Wie der Bischof fastete
Es gab früher sehr strenge Fastenregeln. Aber immer wieder gab es Tricks, um diese zu umgehen. Der Bischof von Aquilea stellte nämlich seine eigenen Regeln auf. Wahrscheinlich wollte er einen quälenden Hunger meiden. Er begann die 40-tägige Fastenzeit mit 40 Mahlzeiten und liess jeden Tag eine Mahlzeit weg. Am letzten Tag hatte er immer noch eine Mahlzeit übrig, so dass er nicht hungern musste.
 
Auch die Mönche waren sehr erfinderisch, um Verbote während der Fastenzeit zu umgehen.
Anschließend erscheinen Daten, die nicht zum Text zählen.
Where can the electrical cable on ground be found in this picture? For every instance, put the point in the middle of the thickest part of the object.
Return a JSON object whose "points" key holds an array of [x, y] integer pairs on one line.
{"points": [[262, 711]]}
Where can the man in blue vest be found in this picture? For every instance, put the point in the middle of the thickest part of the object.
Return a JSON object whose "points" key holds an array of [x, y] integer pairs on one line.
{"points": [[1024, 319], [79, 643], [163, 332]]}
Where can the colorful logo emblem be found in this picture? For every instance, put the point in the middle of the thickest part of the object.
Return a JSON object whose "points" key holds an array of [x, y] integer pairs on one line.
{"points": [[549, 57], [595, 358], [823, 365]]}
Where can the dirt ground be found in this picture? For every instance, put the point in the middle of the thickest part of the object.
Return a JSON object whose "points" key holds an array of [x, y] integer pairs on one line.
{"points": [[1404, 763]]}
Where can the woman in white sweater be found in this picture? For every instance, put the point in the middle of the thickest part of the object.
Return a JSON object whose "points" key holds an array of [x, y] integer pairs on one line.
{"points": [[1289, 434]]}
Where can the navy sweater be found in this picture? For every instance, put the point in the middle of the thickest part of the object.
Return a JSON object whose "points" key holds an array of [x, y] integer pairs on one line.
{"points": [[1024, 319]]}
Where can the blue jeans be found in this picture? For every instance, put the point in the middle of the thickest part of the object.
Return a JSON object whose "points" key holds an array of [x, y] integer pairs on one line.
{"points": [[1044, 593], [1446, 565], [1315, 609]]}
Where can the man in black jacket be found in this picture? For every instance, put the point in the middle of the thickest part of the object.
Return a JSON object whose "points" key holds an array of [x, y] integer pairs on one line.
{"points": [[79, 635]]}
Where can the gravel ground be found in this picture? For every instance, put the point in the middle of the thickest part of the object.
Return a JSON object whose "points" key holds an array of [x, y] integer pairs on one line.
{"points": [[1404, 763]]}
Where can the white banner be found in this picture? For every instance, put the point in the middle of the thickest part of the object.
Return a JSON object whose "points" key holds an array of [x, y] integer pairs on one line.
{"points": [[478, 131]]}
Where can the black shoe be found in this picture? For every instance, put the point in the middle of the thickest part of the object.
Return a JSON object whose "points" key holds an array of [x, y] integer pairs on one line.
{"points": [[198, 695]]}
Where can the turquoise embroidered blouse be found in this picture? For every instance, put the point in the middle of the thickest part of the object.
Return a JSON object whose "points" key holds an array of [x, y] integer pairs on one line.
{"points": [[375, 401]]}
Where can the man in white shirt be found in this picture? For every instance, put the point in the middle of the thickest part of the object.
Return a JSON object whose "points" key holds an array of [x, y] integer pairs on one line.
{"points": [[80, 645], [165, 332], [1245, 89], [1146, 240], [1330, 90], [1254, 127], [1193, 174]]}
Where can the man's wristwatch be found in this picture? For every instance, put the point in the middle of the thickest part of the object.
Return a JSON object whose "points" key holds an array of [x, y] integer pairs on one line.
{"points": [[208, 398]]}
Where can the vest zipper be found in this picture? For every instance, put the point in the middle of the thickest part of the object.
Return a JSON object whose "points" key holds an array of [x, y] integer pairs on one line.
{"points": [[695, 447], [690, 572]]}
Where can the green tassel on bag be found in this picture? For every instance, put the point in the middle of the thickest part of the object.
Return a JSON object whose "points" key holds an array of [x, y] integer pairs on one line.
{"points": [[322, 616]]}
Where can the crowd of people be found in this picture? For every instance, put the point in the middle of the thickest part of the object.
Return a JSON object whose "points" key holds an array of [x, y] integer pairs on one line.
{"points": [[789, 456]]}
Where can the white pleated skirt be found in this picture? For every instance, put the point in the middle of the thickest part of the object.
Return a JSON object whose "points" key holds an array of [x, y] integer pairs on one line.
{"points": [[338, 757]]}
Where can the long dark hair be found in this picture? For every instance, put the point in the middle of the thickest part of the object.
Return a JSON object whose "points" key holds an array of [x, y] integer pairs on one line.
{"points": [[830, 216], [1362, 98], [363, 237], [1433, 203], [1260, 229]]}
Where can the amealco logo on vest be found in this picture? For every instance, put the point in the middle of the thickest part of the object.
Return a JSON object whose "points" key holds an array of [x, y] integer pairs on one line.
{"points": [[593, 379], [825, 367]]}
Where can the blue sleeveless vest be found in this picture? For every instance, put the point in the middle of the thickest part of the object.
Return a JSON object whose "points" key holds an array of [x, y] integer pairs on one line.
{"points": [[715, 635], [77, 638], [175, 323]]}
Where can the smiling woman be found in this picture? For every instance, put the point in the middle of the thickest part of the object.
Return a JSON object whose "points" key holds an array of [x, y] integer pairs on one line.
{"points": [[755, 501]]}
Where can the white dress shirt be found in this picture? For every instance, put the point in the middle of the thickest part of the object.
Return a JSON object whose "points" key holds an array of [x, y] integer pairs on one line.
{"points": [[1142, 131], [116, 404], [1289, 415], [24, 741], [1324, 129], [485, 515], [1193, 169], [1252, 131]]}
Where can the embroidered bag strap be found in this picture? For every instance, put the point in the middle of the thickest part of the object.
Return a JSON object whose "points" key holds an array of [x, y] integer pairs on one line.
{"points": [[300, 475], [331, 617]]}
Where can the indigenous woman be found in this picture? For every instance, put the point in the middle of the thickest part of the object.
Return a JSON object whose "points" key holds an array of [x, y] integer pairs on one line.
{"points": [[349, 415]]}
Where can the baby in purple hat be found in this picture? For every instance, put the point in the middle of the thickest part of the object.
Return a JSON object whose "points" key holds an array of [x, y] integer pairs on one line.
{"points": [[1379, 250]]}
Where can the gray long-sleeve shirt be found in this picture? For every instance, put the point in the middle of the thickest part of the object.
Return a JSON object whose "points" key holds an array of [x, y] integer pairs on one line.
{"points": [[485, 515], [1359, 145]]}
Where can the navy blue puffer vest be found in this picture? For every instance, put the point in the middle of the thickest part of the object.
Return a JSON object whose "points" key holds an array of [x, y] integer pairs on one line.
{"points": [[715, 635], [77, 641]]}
So liessen sich gerne Mönche zur Ader, um als Kranker Fleisch zu essen, oder Geflügel wurde mit Fischen gleichgesetzt. Begründung: Geflügel und Fische wurden am selben Tag erschaffen. Auch verzehrte so mancher Mönch Otter und Biber, die ja nicht zu den Säugetieren gezählt werden, und sie galten deshalb als Fastenspeise.
 
Sankt Pirmin von der Insel Reichenau war ein Freund des Fastens. Er meinte: Wer fastet, dem schwinden Geilheit und böse Begierden. Fasten löscht das Feuer des Zorns, „dempfft und stoffet in uns alle bose gelust und fleischlichkeit“.
 
Später peitschten sich so manche Mönche aus, um ihre Begierden zu besänftigen oder vorbeugend gegen Rheuma etwas zu unternehmen. Wer weiss?
 
Als ich die Geschichte vom Fasten las, dachte ich mir, dies wäre eine gute Möglichkeit, um gewisse sexuelle wie pädophile Praktiken abzudämpfen. Wenn dies wirklich so wirkt, dann müssten Menschen mit diesen Neigungen mehrmals im Jahr fasten. Oder bei jedem Anfall von Lust.
 
Wie Sie sehen, habe ich mich vornehm zurückgehalten und keine Berufsgruppe genannt. Missbräuche kommen nämlich nicht nur in klerikalen Kreisen, sondern auch in der Familie, in Sportvereinen und anderswo vor.
 
Festessen der Finanzminister
1878 weilten die deutschen Finanzminister in Heidelberg. Im Schlosshotel wurde ein opulentes Mahl vorbereitet – und das auf Kosten der armen Steuerzahler. Folgendes wurde aufgefahren: „Schildkrötensuppe, Kraftbrühe von Hühnern, Forellen mit zerlassener Butter, dazu Erdäpfel, Steinbutt mit Sauce Hollandaise. Rehrücken mit französischen Erdschwämmen. Kalbsmilchner mit Trüffeln. Feldhühner mit neuem Sauerkraut. Artischocken mit geräuchertem Rheinlachs. Bresse-Geflügel, Salat, Plumpudding mit Vanilletunke. Maraschino-Sulz mit Früchten. Verschiedenes Gefrorenes, Früchte, Käse, Mocca.“
 
Die erwähnten Beispiele der Schlemmerei zeigen auf, dass bei den Festgelagen von Adeligen, Prälaten, Päpsten und Politikern unglaublich viel verzehrt wurde, während das Volk oft hungern musste. Im Mittelalter bekamen die Bediensteten oder das Volk wenigstens die Reste, die von den Adeligen nicht aufgefressen wurden. Heute werden die Reste weggeworfen oder kommen in den Futtertrog der Schweine.
 
Literatur
Imbach, Josef: „Der Weg zu Gott führt durch die Küche“, Albatros-Verlag 2009.
Imbach, Josef: „Was Päpsten und Prälaten schmeckte“, Echter-Verlag 1997.
Imbach, Josef: „Geheimnisse der kirchlichen Küchengeschichte“, Albatros-Verlag 2008.
Richter, Georg: „Kulinarische Streifzüge durch Baden“, Sigloch edition 1982.